What exactly does column-oriented mean?

It means that all the values in a column are stored together. This is in contrast to row-oriented, in which all the values for a row are stored together. Which organization is better depends on the access pattern of your application.

Many operations are more efficient with a column-oriented approach. In particular, operations that need to access a sequence of values from a particular column are much faster. If all the values in a column have the same size (which is true, by design, in kdb), things get even better. This type of access pattern is typical of the applications for which q and kdb are used.

To make this concrete, let's examine a column of 64-bit, floating point numbers:

q).Q.w[] `used
108464j
q)t: ([] f: 1000000 ? 1.0)
q).Q.w[] `used
8497328j
q)

As you can see, the memory needed to hold one million 8-byte values is only a little over 8MB. That's because the data are being stored sequentially in an array. To clarify, let's create another table:

q)u: update g: 1000000 ? 5.0 from t
q).Q.w[] `used
16885952j
q)

Both t and u are sharing the column f. If q organized its data in rows, the memory usage would have gone up another 8MB. Another way to confirm this is to take a look at k.h.

Now let's see what happens when we write the table to disk:

q)`:t/ set t
`:t/
q)\ls -l t
"total 15632"
"-rw-r--r-- 1 kdbfaq staff 8000016 May 29 19:57 f"
q)

16 bytes of overhead. Clearly, all of the numbers are being stored sequentially on disk. Efficiency is about avoiding unnecessary work, and here we see that q does exactly what needs to be done when reading and writing a column - no more, no less.

OK, so this approach is space efficient. How does this data layout translate into speed?

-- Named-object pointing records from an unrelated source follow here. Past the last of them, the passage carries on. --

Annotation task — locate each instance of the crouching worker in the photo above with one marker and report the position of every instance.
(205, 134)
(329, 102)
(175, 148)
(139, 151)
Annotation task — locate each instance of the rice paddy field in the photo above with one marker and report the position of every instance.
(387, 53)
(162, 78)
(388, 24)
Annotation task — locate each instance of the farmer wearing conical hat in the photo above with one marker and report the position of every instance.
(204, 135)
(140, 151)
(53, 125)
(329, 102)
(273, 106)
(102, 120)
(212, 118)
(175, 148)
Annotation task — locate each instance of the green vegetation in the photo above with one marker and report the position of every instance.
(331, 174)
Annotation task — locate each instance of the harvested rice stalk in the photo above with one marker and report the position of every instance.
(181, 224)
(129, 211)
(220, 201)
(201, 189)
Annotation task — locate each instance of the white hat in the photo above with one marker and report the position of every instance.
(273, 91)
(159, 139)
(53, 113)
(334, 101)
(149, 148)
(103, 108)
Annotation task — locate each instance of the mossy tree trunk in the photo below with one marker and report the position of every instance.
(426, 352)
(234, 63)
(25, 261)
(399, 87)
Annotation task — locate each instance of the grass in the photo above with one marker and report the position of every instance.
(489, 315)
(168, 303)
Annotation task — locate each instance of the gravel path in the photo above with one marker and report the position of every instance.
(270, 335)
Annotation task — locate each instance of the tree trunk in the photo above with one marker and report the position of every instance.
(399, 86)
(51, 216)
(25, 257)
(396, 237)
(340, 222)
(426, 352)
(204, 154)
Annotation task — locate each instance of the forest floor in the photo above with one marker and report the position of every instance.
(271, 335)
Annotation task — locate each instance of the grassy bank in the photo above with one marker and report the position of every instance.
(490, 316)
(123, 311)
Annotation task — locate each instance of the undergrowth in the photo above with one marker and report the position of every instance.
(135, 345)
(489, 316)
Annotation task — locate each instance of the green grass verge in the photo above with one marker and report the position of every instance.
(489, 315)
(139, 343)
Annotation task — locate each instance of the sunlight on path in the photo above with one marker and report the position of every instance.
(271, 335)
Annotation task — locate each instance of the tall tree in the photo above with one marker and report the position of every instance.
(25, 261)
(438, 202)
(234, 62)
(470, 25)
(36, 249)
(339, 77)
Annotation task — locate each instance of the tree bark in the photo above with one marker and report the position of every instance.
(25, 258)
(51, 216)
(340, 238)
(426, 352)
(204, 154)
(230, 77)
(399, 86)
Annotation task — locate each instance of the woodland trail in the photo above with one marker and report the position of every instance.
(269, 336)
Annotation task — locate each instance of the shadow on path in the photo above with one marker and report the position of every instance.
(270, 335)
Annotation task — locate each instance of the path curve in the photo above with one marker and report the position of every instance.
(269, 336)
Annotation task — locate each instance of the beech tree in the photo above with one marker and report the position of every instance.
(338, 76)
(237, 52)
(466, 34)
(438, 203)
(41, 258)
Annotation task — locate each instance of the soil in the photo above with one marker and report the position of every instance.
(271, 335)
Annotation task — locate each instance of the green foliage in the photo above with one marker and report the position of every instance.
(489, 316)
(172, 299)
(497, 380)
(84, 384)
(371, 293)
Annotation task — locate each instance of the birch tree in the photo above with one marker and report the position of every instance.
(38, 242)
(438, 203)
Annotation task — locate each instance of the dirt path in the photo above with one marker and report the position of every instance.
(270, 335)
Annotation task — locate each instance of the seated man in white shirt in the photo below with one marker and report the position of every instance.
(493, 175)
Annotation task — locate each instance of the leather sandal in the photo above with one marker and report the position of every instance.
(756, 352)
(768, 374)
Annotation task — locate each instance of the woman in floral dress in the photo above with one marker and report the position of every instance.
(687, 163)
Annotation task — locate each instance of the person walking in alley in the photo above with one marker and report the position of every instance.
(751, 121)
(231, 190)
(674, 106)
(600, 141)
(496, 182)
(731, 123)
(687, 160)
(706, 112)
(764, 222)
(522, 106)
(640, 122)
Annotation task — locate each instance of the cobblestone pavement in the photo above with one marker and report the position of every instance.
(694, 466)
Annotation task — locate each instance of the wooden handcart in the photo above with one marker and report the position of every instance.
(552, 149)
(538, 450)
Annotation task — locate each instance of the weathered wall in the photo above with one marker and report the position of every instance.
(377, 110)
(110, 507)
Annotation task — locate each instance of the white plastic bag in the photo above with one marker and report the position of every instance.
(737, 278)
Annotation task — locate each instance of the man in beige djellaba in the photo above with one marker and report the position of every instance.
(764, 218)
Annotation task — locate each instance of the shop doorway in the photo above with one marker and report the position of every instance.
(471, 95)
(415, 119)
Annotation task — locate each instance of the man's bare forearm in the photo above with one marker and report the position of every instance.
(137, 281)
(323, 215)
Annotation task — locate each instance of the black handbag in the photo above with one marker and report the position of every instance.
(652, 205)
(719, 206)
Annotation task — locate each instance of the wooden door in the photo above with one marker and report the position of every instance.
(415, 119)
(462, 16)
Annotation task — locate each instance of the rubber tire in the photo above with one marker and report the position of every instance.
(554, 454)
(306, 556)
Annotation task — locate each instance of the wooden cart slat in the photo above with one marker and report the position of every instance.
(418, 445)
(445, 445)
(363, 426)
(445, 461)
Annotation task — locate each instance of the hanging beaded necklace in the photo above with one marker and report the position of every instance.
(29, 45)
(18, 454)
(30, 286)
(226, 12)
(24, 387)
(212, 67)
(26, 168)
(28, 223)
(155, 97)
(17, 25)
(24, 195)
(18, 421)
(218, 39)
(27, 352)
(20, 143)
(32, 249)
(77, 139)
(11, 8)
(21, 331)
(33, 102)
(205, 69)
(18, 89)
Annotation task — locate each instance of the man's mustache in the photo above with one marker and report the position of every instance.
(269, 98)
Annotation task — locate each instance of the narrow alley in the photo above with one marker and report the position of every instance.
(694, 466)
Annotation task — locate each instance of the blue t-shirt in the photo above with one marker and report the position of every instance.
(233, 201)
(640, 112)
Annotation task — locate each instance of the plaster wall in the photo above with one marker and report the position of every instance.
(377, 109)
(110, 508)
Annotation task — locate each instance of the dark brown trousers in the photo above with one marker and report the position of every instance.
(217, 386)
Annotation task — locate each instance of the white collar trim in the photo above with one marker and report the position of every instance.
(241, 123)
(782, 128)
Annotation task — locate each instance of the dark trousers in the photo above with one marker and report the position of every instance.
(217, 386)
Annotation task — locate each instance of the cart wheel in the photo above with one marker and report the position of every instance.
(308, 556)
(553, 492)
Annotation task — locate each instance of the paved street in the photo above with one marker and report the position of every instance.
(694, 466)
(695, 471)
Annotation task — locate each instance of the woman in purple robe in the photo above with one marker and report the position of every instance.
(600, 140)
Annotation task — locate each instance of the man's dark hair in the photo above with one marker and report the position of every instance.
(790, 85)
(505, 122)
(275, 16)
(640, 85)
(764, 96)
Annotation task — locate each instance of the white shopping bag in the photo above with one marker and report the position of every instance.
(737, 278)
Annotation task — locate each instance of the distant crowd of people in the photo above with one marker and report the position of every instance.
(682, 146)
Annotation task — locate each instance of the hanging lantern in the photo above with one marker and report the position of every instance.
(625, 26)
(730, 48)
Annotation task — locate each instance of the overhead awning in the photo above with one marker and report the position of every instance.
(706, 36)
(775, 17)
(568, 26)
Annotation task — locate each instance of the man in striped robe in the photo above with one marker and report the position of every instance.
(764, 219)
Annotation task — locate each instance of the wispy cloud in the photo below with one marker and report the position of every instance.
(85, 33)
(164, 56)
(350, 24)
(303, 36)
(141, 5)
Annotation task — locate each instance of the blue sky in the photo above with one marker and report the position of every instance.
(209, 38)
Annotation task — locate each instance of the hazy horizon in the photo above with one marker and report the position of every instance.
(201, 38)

If we ask q to sum all 1 million numbers, having the entire list packed tightly together in memory is a tremendous advantage over a row-oriented organization, because we'll encounter fewer misses at every stage of the memory hierarchy. Avoiding cache misses and page faults is essential to getting performance out of your machine.

Moreover, doing math on a long list of numbers that are all together in memory is a problem that modern CPU instruction sets have special features to handle, including instructions to prefetch array elements that will be needed in the near future. Although those features were originally created to improve PC multimedia performance, they turned out to be great for statistics as well. In addition, the same synergy of locality and CPU features enables column-oriented systems to perform linear searches (e.g., in where clauses on unindexed columns) faster than indexed searches (with their attendant branch prediction failures) up to astonishing row counts.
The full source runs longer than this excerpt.